Il est à peine imaginable de se préparer à l’arrivée imminente de cette ère de «l’après-pétrole», tant cette matière première est présente dans tous les produits et tous les secteurs de la vie économique. De l’ordinateur sur lequel est rédigé ce texte à une partie des vêtements que nous portons, en passant par nos lentilles de contact ou nos lunettes, notre brosse à dents, nos chaussures, notre téléphone portable, la quantité énorme d’énergie fossile absorbée par l’agriculture qui nous nourrit (engrais, engins agricoles, transports…), nos déplacements, le chauffage de notre logement… les produits pétroliers sont omniprésents. Facile à extraire, souple à utiliser et riche en énergie, le pétrole est une ressource précieuse qui doit, autant que possible, être laissée en héritage aux générations futures. Faire de l’or noir un usage intelligent et responsable, c’est d’abord et avant tout économiser le pétrole là où il est facilement substituable, en réalisant des économies d’énergie et en se lançant à grande échelle dans la production d’énergies renouvelables. Nous disposons de toute la technologie nécessaire pour pouvoir relever ce défi massivement. Il ne s’agit plus à présent que d’une question d’éveil et de volonté politique.

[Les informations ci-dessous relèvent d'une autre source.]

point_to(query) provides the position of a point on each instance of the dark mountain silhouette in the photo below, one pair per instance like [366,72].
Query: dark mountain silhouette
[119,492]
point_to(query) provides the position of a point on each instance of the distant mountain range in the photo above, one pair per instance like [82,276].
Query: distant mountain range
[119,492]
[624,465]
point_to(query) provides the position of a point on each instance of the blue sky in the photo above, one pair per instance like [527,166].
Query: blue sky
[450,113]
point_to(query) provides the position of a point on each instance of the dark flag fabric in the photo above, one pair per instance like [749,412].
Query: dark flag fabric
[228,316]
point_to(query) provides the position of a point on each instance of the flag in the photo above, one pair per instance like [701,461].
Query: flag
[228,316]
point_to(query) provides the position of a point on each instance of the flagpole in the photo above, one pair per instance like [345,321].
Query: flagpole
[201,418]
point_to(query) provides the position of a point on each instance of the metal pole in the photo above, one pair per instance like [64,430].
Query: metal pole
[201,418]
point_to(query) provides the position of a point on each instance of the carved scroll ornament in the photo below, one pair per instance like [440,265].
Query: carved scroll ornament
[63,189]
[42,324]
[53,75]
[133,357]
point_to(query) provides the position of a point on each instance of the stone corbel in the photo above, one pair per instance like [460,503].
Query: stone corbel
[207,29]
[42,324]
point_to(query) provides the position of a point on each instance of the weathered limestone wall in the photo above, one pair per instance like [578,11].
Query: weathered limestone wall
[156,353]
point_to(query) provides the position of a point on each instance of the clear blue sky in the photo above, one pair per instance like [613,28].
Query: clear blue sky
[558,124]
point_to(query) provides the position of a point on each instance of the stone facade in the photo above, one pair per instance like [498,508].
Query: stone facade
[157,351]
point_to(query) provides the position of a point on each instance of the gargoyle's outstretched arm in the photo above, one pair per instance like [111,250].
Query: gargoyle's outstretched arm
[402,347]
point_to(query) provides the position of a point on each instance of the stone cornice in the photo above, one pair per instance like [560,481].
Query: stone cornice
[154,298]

Un exemple à la fois simple et concret: en Espagne, le gouvernement Zapatero vient de décider que les capteurs solaires sont désormais obligatoires lors de la construction ou de la rénovation d’immeubles. Une avancée impossible à réaliser chez nous, parce que nous n’aurions pas assez de soleil? Erreur: l’énergie solaire est intéressante dans toutes les régions! S’il est vrai que le rayonnement solaire est plus abondant au Sud, à l’inverse se chauffer ou chauffer l’eau mobilise plus d’énergie primaire au Nord. Le solaire permet donc d’économiser plus de combustible au Nord, et donc d’alléger davantage la facture. Autre argument souvent avancé: le solaire ne serait pas rentable! Un article de Test-Achats, publié en juin dernier, et analysant trois systèmes de chauffe-eau solaires, expliquait qu’en tenant compte des primes, l’un de ces chauffe-eau pouvait devenir rentable après cinq ans déjà (3). Vous connaissez d’autres investissements où rendement et éthique font à ce point bon ménage?

Nous sommes à la croisée des chemins: d’un côté un monde sans doute à l’image de l’Irak d’aujourd’hui, théâtre de guerres et de violences menées par les grandes puissances pour le contrôle des ressources. De l’autre –moyennant une restructuration progressive de toute l’économie de l’énergie – un monde apaisé, délivré de cette quête frénétique d’énergie pour survivre, puisqu’elle est là, disponible et abondante partout sur la planète. «Le potentiel de l’énergie de sources renouvelables dépasse en effet la consommation totale d’énergie de la planète de 18 fois, et cela même en utilisant les technologies éoliennes, solaires, de biomasse et géothermiques actuelles», constate le Worldwatch Institute.

Il faudrait, estime-t-on, une trentaine d’années pour remplacer l’infrastructure énergétique mondiale actuelle. Soit le temps de prendre le relais du pétrole… pourvu que la reconversion énergétique commence maintenant.

André Ruwet

 

(1) Worldwatch Institute, 265 p., un livre auquel cet article doit beaucoup. L’ouvrage est notamment en vente sur le site www.delaplanete.org.

(2) Dans un article titré «Le prix de l’or noir devrait continuer à augmenter».

(3) Dans le cas où il faut changer son boiler «sur chaudière» en y ajoutant un chauffe-eau solaire (prime de 3.000 €).